12-18-2013 05:00 PM
I am dealing with this problem where my dependent variable is continuous but consisted of several zeros (about 25%). The purpose of my study is out of sample prediction so I would expect several predicted values to be zeros as well. I understand that I cannot use count model since my dependent variable is continuous. OLS is a possibility ,but in this case OLS is giving low predictions but hardly any which can be considered zero. I tried GLM too with tweedie distribution nad link=log, this also gives no predictions close to zeros as I would expect. However, I ran a tobit model with lower bound censored at zero, and it gave me a mean value which is very close to the observed mean value. Tobit also generated zero predictions, but it predicted zeros for about 68% cases, which is very high.

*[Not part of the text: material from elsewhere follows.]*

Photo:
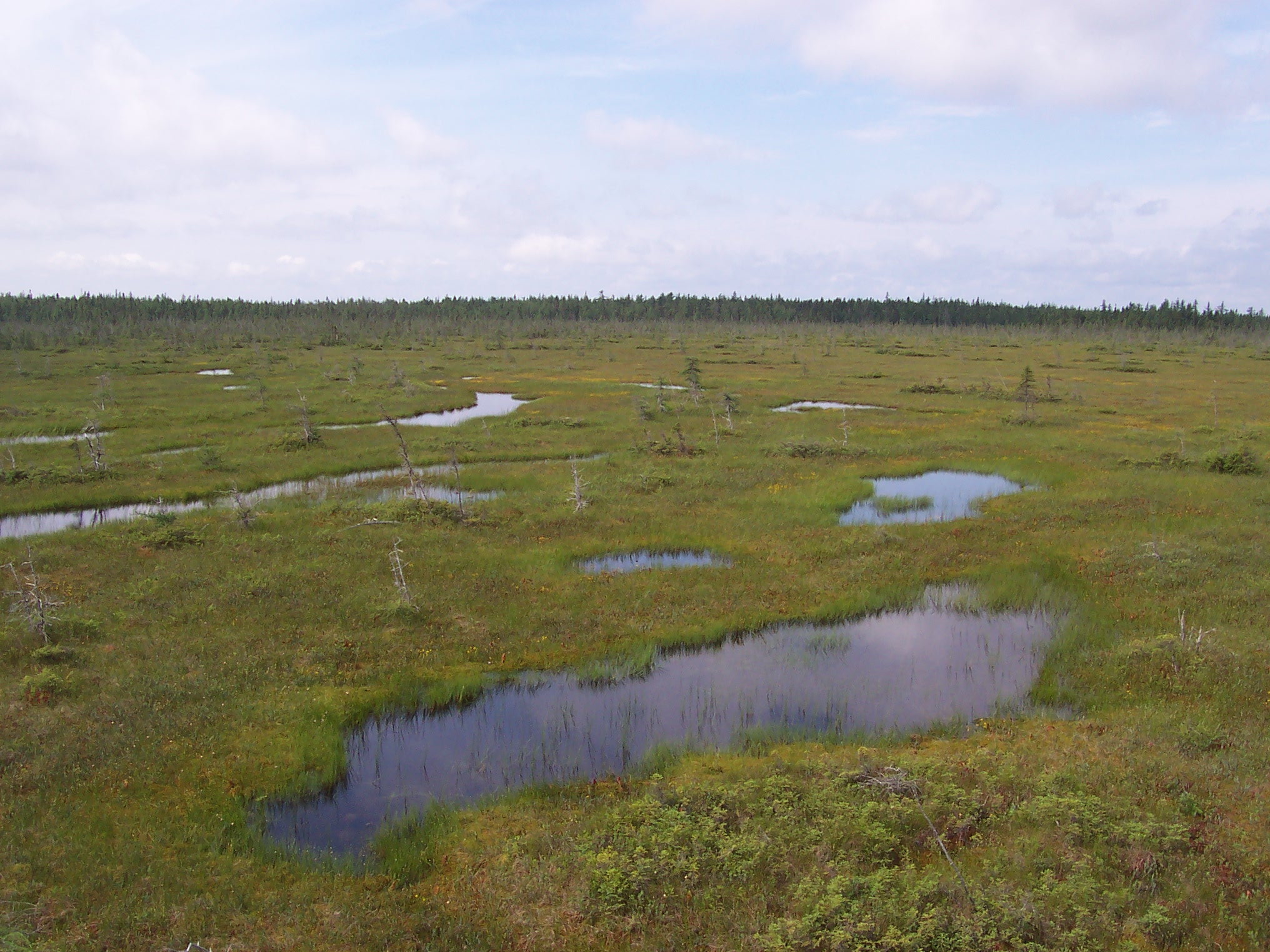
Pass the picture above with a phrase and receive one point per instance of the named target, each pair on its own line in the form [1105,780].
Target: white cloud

Next, I am going to estimate a hurdle regression but I would appreciate any suggestions for an alternative model that might be better suited.
Thanks in advance.
12-19-2013 09:33 AM
If you haven't investigated PROC FMM (finite mixture models), you might want to look at that, especially the examples. In particular, the prescreening of the data with PROC KDE might open up some other ideas.
12-27-2013 03:25 PM
As per your suggestion, I have been experimenting with Proc FMM. I looked through the 130-page SAS document on FMM procedure and few other document, but I am still confused about few things. Most of the examples out there are on count data. As I have mentioned earlier, the response variable in my data is continuous but has several zeros. I think what I am trying to do is, mixing distribution logit (for zero and not zero part) and lognormal (for the positive part). This is what I am doing:
(For the second model statement I tried both dist=constant and dist=binary. With binary I don't get any zero predictions which I would normally expect. Not sure if I am doing this part wrong or the prediction part wrong. )
proc fmm data= datafile ;
model x =y1 y2 y3/noint dist=lognormal;
model x= /dist=constant;
probmodel y1 y2 y3 ;
output out=fmm predicted residual;
Thank you very much.
12-30-2013 01:04 PM
I hadn't even considered the dist=constant--that's clever, and it makes it look more like a hurdle model, which would fit the process better, I think.